Some bikes can’t be mistaken for any other machine and that is certainly the case with the ELF series of race bikes produced from 1977 though to the 1988 ELF5 seen here.
The chassis was the work of Andre de Cortanze, a design engineer working for Renault’s race department in the mid ‘70s. Picked by Francois Guiter (head of marketing for Elf) to develop a bike using his innovative ideas.
The first design was the 1977 TZ750 powered ELF X. This caught Honda’s attention and in 1979 they signed an agreement with Elf to provide works RSC endurance motors for a new design.
The ELFe was raced in the World Endurance Championship from 1981 to 1983. A streamlined version, the ELF R, was used to set six world speed records in 1986.
Elf now turned to GP racing with the introduction of the ELF2. This used a steering system that had the rider pushing and pulling the bars forwards and back – not a terribly successful idea! It was soon redesigned into the ELF2A with steering similar to the ELF X.
Cortanze left to join the Peugeot Rally team, leaving his assistant Dan Trema to continue his work.
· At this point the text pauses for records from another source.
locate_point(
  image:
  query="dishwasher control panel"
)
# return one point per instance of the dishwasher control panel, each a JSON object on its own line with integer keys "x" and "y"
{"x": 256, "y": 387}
Serge Rosset took over managing the team (now the ROC-Elf team) and together they produced the Honda NS500 powered ELF3 for 1986 season.
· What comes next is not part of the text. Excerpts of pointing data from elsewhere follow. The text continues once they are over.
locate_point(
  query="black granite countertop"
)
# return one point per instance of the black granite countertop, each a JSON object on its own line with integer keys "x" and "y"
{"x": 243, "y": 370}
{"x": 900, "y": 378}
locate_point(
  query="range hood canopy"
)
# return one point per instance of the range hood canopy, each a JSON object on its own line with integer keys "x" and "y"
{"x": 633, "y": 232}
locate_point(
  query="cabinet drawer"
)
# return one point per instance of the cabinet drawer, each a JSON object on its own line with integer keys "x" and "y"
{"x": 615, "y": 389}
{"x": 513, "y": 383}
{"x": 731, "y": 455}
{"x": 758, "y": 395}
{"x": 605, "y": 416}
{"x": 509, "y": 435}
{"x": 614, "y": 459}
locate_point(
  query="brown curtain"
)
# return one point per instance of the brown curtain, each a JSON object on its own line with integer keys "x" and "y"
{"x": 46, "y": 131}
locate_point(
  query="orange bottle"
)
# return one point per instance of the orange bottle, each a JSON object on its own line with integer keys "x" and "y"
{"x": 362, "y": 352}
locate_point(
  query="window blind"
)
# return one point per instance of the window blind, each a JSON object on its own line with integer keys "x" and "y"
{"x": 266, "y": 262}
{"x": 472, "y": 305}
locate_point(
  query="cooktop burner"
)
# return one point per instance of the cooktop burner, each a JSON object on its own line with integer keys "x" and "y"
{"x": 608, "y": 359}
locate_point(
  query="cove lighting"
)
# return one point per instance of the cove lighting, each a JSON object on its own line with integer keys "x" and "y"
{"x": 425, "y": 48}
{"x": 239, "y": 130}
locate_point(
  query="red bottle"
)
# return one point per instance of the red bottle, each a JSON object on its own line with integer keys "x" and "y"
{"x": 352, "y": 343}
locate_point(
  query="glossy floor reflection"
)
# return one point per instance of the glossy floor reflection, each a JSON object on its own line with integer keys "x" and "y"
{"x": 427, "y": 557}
Rider Ron Haslam had some successes, finishing 9th in the championship and winning the Macau GP. He did better the following year on the ELF4 coming 4th in the title chase.
1988 saw the ELF5 debut. It used a 1987 version of the NSR V4 (the ’88 not being ready in time) and is the bike I photographed (the bike didn’t have carburettors fitted at the time). Honda also supplied the Nissin front brakes. Haslam ended up 11th in this last year of competition for the team.
Honda’s Pro Arm single-sided swingarm was a lasting result of their collaboration with Elf.